Non priva di una valenza rivoluzionaria, in quanto esperienza intimamente personale che scardina la visione condivisa – imperativi, leggi ed obblighi sociali –, o perlomeno la riduce ad espediente pratico, la meraviglia è l’unica risposta sensata alla multiforme enigmaticità delle cose. Non dualistica, non esplicativa, lontana dall’idea di conquista, di definitiva conoscenza o di possesso, è uno stato alterato della coscienza inspiegabilmente sfuggito alle maglie della censura del sistema. Colui il quale avverte la meraviglia, ed è sensibile alla “trasfigurazione dei fenomeni sensibili”, è individuo pericolosamente libero, di fronte al quale la realtà risorge in tutta la sua crudele e impetuosa forza.
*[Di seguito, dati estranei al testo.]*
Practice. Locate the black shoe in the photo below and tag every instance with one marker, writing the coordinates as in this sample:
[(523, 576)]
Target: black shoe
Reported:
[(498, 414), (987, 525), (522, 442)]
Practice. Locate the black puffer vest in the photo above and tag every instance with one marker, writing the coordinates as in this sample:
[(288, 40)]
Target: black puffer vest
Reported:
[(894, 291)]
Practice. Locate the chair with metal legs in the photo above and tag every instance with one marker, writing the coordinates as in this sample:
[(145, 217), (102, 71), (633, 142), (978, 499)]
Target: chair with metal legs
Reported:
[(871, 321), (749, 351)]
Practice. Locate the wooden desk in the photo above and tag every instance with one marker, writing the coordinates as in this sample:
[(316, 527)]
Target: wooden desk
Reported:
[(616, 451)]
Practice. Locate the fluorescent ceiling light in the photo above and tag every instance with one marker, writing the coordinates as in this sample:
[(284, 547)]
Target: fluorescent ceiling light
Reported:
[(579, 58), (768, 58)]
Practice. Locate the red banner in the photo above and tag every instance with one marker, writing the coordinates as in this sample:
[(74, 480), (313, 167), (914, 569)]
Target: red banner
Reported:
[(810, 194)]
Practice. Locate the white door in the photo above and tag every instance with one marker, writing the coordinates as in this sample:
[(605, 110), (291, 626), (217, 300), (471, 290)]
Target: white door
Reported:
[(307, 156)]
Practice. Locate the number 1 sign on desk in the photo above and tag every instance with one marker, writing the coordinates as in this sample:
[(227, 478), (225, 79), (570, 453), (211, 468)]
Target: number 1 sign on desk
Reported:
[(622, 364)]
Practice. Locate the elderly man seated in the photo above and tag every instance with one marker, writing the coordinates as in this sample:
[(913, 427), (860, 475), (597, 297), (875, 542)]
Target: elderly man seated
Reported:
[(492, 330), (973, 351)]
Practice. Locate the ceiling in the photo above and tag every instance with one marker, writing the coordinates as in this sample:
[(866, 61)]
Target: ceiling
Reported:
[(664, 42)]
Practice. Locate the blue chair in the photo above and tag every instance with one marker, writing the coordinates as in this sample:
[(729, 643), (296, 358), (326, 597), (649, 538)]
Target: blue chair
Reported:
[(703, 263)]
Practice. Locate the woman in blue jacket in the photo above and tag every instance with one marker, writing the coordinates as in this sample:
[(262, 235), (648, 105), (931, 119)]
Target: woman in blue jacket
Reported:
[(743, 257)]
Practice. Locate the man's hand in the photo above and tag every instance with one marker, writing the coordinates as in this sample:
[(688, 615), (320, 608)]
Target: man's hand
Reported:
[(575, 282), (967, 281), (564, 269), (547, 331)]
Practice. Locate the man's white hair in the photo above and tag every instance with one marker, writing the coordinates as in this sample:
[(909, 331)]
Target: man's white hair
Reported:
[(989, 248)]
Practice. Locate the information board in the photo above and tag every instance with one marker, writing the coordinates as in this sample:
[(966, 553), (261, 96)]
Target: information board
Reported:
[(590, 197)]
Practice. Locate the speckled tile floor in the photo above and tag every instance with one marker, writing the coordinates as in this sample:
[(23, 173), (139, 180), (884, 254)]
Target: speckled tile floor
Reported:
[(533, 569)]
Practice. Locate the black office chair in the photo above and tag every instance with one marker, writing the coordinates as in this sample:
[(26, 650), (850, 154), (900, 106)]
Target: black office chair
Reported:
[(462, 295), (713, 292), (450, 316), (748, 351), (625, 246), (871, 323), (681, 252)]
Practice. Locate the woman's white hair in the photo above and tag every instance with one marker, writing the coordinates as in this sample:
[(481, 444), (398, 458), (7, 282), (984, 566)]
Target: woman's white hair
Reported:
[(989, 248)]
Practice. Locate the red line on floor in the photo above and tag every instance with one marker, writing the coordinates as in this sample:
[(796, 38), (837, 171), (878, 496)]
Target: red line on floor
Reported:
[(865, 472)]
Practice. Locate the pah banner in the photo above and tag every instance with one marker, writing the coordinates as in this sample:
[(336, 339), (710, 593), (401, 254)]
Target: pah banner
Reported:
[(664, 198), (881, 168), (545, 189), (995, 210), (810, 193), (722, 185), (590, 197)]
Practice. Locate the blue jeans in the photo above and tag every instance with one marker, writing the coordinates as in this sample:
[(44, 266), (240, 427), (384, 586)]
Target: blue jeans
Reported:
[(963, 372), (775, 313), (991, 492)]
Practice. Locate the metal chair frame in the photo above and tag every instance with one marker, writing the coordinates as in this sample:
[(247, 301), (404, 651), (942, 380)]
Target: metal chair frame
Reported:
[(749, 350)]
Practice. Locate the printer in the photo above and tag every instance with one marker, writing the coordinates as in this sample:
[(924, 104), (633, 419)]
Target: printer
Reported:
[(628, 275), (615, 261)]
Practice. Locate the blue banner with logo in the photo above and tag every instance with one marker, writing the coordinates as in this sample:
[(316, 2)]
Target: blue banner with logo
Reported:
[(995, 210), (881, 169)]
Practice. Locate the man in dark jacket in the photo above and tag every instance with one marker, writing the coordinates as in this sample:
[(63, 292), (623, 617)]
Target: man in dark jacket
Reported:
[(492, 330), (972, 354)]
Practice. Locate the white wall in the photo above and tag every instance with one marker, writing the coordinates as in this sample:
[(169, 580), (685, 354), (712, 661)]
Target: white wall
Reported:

I computer sono inutili. Ti sanno dare solo risposte.
(Pablo Picasso)

E’ la vittoria del bambino sulla comunità degli adulti e sulle loro regole. L’unica vera universalità della religione sta nelle domande che essa si pone: lo stupore (ricorrendo un’ultima volta all’etimologia, l’ “assenza di risposte”, il restare instupiditi e “attoniti”, senza suoni) è la prima fase, e la più feconda, di questa investigazione. Ogni successiva risposta, ogni tentativo di soluzione dell’enigma del cosmo (sempre destinato ad essere relativo e limitato, se non fallimentare) nasce da qui. Il sublime sconcerto, il commosso ammutolire rimirando le stelle, sono la religione che accomuna tutti gli esseri umani.
Per questo il fuoco della curiosità, che è alimentato dall’esperienza della meraviglia, è una forma di sacerdozio.

Non so voi, ma io pratico una religione disorganizzata. Appartengo a un dis-Ordine non-Sacro. Ci chiamiamo “Nostra Signora della Perpetua Meraviglia”.